Their experiences birthed the Adventure Family Show (YouTube.com/AdventureFamily). “The purpose of our show is to inspire families to unplug from life’s demands and take an adventure together,” Koh said. “To experience cultures not their own. A lot of us are afraid to experience what’s not familiar. We want people to see that differences can be beautiful, not just threatening.”
Exposure to different cultures expands our perception of “normal” in people, places, and food. No wonder Mark Twain observed that, “Travel is fatal to prejudice, bigotry, and narrow-mindedness.”
More good news about traveling abroad: “It’s not as expensive as you think,” Tausend said. “The most expensive part is airfare. Lodging isn’t as expensive if you go with alternatives, like a rented apartment or staying outside the big cities.” Renting an apartment also lets families shop at local markets for preparing meals themselves, often for considerably less than in the United States.

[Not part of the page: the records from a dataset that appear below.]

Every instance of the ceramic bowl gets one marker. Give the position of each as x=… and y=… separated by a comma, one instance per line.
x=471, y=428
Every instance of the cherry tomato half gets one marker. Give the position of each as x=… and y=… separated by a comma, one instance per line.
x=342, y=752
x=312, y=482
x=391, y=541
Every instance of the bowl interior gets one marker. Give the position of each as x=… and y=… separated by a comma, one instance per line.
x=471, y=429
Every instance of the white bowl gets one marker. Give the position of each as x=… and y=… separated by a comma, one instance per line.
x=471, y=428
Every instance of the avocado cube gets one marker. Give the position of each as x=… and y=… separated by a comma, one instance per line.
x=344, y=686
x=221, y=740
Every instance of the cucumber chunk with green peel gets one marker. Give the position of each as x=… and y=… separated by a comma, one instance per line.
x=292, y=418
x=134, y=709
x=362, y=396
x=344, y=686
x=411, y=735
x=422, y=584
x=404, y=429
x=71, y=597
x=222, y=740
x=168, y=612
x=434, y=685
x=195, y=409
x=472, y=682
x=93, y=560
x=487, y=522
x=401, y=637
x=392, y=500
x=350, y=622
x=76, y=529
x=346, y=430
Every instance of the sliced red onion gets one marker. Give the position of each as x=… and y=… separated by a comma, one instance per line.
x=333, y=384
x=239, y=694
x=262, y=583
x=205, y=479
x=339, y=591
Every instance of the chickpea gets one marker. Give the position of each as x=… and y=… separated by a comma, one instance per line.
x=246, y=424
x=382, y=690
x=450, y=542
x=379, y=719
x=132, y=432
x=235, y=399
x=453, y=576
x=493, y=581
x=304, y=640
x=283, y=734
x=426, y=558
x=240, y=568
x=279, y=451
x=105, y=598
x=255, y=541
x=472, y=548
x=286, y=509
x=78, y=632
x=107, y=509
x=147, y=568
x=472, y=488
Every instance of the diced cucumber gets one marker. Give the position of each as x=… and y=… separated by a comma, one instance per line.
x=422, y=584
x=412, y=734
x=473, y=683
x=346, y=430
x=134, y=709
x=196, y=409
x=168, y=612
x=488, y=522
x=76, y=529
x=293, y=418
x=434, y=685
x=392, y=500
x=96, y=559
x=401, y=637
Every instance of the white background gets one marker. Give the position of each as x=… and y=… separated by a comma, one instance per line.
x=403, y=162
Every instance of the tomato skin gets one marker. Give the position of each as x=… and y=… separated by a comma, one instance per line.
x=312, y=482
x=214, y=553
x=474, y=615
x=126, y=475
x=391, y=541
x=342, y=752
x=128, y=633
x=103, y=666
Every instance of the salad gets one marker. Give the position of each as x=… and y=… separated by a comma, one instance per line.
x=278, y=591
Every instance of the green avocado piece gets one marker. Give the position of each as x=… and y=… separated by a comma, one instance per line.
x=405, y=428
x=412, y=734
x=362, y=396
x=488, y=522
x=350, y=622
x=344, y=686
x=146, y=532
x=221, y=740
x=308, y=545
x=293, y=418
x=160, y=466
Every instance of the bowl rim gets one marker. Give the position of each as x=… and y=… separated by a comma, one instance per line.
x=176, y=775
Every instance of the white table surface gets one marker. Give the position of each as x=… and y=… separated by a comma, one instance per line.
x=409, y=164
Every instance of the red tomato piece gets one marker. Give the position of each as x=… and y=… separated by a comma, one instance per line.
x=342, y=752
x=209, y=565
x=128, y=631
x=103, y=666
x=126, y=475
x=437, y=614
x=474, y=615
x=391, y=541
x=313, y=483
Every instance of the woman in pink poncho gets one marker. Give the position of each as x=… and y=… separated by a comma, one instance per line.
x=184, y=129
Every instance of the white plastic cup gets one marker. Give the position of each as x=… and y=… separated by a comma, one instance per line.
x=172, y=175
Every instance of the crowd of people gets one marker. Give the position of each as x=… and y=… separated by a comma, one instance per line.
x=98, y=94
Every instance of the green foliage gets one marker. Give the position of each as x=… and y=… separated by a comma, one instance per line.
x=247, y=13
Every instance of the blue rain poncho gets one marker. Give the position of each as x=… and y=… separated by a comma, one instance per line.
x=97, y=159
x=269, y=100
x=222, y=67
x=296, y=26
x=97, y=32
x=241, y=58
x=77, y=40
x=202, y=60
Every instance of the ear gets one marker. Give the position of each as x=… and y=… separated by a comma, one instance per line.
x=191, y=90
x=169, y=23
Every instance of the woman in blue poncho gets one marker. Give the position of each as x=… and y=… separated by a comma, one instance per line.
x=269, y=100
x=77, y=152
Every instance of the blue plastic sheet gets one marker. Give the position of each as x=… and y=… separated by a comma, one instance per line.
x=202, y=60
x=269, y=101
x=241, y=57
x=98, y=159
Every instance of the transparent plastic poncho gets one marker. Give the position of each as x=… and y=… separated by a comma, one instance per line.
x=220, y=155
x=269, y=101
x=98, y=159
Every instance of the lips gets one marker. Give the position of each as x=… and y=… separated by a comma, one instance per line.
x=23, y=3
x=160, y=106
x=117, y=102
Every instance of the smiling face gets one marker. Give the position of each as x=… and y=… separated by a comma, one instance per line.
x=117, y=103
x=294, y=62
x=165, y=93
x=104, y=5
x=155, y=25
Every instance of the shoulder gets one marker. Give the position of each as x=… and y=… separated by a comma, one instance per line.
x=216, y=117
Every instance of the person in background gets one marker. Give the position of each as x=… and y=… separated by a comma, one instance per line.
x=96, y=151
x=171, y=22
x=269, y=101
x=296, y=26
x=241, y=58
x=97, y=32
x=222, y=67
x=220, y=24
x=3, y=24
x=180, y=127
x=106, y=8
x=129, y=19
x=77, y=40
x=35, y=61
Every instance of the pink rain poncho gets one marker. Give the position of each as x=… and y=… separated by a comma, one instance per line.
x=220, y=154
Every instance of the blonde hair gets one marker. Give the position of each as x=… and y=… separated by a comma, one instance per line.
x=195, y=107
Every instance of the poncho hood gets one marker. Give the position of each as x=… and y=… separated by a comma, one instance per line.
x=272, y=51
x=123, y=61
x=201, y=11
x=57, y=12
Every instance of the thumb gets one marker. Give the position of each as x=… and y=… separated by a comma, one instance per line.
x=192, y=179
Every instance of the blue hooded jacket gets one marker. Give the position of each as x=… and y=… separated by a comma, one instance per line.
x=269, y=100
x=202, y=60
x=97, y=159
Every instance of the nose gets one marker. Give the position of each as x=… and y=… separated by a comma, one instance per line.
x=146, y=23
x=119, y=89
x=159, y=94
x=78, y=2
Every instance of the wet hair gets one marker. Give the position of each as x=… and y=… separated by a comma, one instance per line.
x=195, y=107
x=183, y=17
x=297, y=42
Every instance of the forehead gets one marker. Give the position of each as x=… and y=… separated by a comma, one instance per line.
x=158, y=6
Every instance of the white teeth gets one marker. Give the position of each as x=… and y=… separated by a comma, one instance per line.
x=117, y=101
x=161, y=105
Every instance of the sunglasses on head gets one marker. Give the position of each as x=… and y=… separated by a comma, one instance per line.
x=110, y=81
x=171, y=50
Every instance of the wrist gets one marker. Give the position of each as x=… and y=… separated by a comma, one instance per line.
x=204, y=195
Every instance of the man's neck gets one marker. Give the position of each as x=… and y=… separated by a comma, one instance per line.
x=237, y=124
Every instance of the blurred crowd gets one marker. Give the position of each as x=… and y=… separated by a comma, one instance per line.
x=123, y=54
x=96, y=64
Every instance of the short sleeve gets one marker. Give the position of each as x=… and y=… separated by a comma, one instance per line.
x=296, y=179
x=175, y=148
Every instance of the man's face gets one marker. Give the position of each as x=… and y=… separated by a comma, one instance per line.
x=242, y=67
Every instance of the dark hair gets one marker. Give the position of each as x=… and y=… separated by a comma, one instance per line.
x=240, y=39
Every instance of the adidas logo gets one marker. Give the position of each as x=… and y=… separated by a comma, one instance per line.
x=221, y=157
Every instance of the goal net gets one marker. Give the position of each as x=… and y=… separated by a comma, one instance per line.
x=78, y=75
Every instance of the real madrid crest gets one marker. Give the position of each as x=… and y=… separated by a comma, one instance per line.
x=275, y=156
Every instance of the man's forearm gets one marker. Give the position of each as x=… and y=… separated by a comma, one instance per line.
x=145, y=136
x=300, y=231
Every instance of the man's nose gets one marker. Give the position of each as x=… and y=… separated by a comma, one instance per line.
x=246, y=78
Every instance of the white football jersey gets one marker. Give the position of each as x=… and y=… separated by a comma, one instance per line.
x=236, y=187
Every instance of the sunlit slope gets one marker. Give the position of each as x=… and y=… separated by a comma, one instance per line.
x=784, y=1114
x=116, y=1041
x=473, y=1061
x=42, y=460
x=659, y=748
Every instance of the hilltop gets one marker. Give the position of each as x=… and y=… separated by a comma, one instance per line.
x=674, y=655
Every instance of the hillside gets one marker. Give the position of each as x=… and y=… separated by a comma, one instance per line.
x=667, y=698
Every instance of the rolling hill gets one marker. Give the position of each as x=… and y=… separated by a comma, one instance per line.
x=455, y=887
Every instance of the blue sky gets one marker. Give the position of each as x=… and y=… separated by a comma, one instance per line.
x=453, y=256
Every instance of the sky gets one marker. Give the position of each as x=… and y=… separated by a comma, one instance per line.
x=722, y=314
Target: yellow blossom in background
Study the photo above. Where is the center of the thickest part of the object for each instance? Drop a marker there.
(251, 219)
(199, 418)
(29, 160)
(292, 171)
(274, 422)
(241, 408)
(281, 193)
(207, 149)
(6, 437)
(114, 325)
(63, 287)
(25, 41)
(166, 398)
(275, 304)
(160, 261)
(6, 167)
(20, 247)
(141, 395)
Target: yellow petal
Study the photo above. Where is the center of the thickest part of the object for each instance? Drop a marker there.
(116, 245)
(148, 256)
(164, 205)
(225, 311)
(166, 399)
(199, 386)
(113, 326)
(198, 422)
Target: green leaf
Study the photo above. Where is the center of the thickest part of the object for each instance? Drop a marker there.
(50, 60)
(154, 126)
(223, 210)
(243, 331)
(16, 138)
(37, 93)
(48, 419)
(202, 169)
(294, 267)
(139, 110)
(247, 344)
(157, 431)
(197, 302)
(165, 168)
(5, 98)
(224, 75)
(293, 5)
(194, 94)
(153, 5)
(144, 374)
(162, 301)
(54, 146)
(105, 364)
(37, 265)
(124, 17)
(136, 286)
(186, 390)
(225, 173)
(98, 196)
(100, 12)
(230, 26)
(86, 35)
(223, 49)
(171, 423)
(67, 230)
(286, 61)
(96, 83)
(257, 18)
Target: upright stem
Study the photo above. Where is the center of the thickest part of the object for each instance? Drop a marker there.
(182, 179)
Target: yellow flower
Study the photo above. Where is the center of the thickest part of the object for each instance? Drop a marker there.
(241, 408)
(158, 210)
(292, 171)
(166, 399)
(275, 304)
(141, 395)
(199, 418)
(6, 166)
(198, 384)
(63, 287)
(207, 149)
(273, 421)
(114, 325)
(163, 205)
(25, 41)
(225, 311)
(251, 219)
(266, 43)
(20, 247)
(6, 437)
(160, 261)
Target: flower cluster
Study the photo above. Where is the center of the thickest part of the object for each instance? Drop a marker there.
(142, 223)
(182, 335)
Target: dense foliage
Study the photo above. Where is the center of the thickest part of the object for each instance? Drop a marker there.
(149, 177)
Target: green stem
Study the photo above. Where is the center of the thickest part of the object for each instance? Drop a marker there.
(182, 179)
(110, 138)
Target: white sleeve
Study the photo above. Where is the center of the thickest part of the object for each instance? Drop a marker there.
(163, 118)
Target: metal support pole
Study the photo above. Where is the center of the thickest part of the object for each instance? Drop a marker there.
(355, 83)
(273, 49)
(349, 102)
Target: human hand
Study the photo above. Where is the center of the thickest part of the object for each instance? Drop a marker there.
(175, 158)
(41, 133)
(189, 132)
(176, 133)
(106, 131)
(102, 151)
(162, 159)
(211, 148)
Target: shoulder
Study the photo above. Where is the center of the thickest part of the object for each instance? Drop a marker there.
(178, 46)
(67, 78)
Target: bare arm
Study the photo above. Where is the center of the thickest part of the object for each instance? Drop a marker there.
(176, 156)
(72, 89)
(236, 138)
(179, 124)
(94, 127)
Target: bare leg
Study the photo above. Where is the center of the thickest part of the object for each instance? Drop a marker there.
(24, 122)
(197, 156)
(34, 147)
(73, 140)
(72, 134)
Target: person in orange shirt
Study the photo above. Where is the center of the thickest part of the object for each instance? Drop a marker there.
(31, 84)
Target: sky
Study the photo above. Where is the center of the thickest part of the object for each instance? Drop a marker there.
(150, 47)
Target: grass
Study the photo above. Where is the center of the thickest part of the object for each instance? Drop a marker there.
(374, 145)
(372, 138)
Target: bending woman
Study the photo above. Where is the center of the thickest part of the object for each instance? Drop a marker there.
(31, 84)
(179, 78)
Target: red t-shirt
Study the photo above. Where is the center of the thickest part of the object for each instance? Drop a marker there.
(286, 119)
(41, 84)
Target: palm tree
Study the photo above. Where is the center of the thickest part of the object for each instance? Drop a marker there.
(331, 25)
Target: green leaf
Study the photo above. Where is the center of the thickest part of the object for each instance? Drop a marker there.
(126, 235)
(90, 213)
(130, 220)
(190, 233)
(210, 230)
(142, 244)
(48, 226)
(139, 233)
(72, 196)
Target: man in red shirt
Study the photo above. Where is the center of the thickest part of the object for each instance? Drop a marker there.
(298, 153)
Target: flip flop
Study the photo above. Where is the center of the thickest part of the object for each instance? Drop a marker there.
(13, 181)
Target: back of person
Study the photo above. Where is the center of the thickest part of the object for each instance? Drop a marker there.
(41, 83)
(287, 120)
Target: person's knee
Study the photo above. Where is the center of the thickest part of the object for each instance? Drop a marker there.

In addition, Koh encourages parents to think about where they can go for the experience they want. “Pick places that have shorter flights,” she said. “Costa Rica is a short flight that will get you a jungle experience. Or do you want to spend a month in Thailand or six days in Maui?”
The effort is worth it, Tausend said, most of all for what different cultures will give back to your family. “The things we get access to when we’re with our kids—from the airlines to the local people—they want to invest in the future, in the kids,” he said. “Travel is so much richer with kids. Our hope is that families will go out and explore the world and see it as a friendlier place.”
Katherine Scott Jones is a Pacific Northwest novelist and blogger.
PLAN LIKE A PRO
• Pick and plant. “The best thing to do when traveling with kids for the first time is to pick one place and plant,” Koh said. “You’ll have the experience of being together and not running a million miles around. People make this mistake all the time, of thinking, this is the only trip we’re going to take, and try to cram it all in.”
• Think family friendly. You might choose the U.K., for example, to give the advantage of a common language and similar culture. “We picked a place that was age appropriate,” Koh said. “Thailand has jungles, which kids love, and a culture that loves children.”
• Research. “I strongly prefer starting with actual books,” Morello said. “The Internet has a ton of great resources, but it can be overwhelming. Go to your bookstore and look in the travel section. Those books have very well laid out explanations of where to go, what you might consider doing, and cost. Then go to the Internet and research your options there.”
• Prioritize. “Which sights and experiences are most important?” Morello asked. “With kids, there’s a good chance you won’t get to them all. Prioritize your top five, knowing you might get to two.”
• Schedule downtime. “You may think your kids need only one afternoon off, but you are wrong,” Morello says. “You’re making a sacrifice when you travel with kids and need to include time when everyone can just chill out. It will make the whole trip happier for everyone.”